Me duele, pero es cada vez menos, ¿sabes? Poco a poco voy perdiendo la fe en ti y todo lo que dices y prometes me va dando lo mismo y duele, saber que creo más yo en ti que tú en ti mismo… ya te lo he dicho y te sigue dando igual. Lo peor es que no es tu culpa, tú eres así y yo espero que te motives y cambies, pero no vas a cambiar y no quiero acostumbrarme.
El círculo es este: tú dices y prometes que vas a hacer
algo, yo sé que no va a ser así, pero decido darte una oportunidad y te creo,
aunque en el fondo sé (y a veces lo digo y te enojas) que no vas a hacer ese
algo que dices, yo sé que no te vas a levantar, que no vas a terminar, que ni
siquiera lo vas a intentar. Ya sé lo que
va a pasar, pero te creo y me quedo con la posibilidad de que lo que dices
suceda y al final, la culpa es mía por haber creído (ooootra veeez) cuando ya
sabía que no sucedería lo que prometiste (otra vez).

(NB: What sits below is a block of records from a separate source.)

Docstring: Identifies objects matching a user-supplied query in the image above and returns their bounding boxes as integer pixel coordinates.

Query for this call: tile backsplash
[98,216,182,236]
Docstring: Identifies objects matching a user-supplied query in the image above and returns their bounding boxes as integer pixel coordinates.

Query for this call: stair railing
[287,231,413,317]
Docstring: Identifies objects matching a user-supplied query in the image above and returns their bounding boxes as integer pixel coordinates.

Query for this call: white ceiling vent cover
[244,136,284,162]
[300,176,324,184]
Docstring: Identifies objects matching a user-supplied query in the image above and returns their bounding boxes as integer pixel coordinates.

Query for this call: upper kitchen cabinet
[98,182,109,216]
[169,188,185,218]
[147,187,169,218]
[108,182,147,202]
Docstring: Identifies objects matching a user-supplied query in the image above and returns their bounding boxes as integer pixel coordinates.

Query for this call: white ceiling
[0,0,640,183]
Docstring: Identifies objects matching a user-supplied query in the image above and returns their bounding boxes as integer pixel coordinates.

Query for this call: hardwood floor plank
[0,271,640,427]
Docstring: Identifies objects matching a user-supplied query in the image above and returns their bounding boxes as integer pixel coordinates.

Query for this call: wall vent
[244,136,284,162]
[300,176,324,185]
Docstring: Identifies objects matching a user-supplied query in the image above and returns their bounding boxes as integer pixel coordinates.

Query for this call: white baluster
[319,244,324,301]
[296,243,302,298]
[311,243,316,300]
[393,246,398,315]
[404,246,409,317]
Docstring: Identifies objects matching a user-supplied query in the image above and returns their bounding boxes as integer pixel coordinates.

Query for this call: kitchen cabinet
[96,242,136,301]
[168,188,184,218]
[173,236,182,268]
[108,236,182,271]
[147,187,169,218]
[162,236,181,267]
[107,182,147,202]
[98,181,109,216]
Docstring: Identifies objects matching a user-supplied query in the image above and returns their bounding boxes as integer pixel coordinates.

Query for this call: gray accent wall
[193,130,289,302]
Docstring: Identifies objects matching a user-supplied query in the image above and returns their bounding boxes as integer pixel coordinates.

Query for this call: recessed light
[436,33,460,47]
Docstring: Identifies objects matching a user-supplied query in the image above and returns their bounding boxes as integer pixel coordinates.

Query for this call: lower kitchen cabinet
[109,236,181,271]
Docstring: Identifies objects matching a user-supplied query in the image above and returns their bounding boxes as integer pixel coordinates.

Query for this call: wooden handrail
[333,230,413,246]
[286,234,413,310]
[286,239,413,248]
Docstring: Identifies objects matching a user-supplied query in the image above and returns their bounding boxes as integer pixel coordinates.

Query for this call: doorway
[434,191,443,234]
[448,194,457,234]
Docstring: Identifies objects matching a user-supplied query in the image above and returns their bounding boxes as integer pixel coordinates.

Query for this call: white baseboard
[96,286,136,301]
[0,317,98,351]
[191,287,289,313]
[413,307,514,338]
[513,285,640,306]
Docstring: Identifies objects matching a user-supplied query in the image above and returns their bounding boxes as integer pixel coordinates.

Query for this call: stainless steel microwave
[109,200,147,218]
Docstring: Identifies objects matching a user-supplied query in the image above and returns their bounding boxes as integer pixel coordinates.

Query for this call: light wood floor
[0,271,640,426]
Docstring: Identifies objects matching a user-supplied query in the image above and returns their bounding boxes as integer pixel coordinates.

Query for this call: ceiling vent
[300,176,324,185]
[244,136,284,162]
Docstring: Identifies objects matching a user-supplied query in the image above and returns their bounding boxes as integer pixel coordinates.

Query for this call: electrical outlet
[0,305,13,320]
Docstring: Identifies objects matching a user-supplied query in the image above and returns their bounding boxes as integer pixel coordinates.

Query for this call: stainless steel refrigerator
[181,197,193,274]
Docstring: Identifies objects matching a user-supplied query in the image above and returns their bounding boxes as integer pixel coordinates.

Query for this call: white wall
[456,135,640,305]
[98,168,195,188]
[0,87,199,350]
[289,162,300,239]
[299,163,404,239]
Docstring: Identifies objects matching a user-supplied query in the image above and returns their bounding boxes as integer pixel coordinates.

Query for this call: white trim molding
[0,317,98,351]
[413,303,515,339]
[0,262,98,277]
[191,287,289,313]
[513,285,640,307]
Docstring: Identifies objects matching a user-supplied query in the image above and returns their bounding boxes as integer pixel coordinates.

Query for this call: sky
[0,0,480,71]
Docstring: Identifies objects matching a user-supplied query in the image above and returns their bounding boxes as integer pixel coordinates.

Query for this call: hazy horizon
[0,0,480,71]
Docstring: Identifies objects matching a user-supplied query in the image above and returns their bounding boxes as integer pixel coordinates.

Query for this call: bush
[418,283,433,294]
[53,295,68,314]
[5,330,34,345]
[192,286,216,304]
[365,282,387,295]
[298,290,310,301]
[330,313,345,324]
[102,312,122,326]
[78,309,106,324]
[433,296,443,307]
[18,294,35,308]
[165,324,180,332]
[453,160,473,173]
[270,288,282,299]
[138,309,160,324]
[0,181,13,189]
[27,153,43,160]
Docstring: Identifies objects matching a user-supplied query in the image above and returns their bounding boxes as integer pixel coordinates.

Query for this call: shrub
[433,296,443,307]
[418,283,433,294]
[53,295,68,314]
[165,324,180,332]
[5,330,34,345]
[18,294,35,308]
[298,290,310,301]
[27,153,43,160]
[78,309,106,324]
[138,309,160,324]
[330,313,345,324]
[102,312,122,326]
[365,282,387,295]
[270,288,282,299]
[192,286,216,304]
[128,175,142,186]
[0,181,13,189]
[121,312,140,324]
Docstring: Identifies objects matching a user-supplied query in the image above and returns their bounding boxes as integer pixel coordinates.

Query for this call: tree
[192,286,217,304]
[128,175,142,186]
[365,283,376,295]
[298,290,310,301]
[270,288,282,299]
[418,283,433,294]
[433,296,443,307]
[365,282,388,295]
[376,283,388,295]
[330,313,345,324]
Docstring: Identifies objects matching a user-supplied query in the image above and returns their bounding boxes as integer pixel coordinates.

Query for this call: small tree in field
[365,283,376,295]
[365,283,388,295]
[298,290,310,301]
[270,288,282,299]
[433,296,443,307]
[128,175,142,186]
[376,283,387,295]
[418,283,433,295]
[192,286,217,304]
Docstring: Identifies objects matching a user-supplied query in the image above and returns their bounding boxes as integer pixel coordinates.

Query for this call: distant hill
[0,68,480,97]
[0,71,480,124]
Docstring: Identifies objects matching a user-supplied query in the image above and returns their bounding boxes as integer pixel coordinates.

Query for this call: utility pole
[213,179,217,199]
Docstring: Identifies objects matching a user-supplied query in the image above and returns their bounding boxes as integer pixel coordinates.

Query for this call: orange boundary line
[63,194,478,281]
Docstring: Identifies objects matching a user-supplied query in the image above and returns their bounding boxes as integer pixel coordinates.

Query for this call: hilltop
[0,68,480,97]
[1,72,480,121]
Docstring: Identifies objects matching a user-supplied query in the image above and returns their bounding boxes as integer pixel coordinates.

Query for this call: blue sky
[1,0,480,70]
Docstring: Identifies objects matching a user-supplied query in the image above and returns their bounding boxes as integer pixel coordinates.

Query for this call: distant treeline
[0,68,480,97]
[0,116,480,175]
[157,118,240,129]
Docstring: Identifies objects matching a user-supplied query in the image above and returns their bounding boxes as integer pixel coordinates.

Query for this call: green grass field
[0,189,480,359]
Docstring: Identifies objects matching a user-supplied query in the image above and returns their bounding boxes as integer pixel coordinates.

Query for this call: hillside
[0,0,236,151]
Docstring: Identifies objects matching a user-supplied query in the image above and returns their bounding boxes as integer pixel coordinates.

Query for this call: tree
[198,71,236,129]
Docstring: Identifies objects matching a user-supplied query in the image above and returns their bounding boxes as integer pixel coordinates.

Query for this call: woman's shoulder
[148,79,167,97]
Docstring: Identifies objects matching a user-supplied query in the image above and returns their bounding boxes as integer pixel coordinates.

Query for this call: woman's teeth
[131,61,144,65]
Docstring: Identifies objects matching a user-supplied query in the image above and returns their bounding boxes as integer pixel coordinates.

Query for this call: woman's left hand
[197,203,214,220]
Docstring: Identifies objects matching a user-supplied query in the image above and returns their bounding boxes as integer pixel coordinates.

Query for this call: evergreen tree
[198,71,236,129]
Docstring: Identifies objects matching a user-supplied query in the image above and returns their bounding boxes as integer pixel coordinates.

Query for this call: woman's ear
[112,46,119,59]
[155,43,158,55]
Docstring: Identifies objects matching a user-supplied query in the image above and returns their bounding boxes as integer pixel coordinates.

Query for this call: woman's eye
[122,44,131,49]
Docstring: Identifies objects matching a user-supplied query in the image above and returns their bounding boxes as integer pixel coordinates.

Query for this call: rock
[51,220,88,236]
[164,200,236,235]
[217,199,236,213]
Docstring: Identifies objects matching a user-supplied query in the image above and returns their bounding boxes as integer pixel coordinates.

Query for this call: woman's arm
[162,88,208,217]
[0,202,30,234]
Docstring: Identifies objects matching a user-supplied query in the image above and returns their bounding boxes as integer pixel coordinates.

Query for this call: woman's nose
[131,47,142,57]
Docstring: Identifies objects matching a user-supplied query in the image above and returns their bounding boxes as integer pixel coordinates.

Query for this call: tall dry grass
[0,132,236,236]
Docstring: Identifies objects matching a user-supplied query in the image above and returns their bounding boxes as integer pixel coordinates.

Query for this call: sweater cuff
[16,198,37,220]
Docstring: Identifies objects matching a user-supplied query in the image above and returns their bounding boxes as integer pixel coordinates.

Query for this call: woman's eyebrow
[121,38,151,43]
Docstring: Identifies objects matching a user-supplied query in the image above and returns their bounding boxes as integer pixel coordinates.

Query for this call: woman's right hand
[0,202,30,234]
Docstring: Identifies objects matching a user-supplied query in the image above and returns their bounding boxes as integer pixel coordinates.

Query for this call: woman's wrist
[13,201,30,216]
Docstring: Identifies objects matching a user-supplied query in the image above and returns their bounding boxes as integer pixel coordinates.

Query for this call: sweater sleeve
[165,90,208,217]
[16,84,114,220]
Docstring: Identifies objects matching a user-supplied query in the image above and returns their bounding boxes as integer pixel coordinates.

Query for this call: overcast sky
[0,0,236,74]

Como ayer, tú diciendo que harías tarea, que aprovecharías
el tiempo de Santi en la escuela, yo sabiendo que regresarías de dejarlo y te
tirarías a dormir, tú negándolo indignado: “claro que no”, dijiste cuando lo
comenté. Y pues, no me equivoqué.
¿Cómo puedo contar contigo si te enojas cuando te lo pido?
¿Cómo puedo contar contigo si me echas en cara que sales de trabajar tarde y no
puedes ni siquiera dormir? ¿Cómo puedo esperar algo si cuando te lo pido refunfuñas,
lo ignoras o se te olvida? ¿Cómo puedo contar contigo si cuando me haces
compañía te quedas en silencio, jugando, más atento a un teléfono que a ti o a
mí?
Y te lo escribo, porque ya me cansé de decirlo y que sea una
queja más… no quiero ver tu cara cuando lo leas, porque ya he visto tu cara
cuando lo digo: indignado, soberbio, orgulloso, herido. Y sin cambios. De nuevo promesas.
Sé qué leerás esto “cuando te desocupes” y eso puede ser
hoy, en 5 minutos o nunca. Pero de
nuevo, elijo confiar que puede ser diferente, aunque no lo sea. ¿Total? ¿Qué se pierde?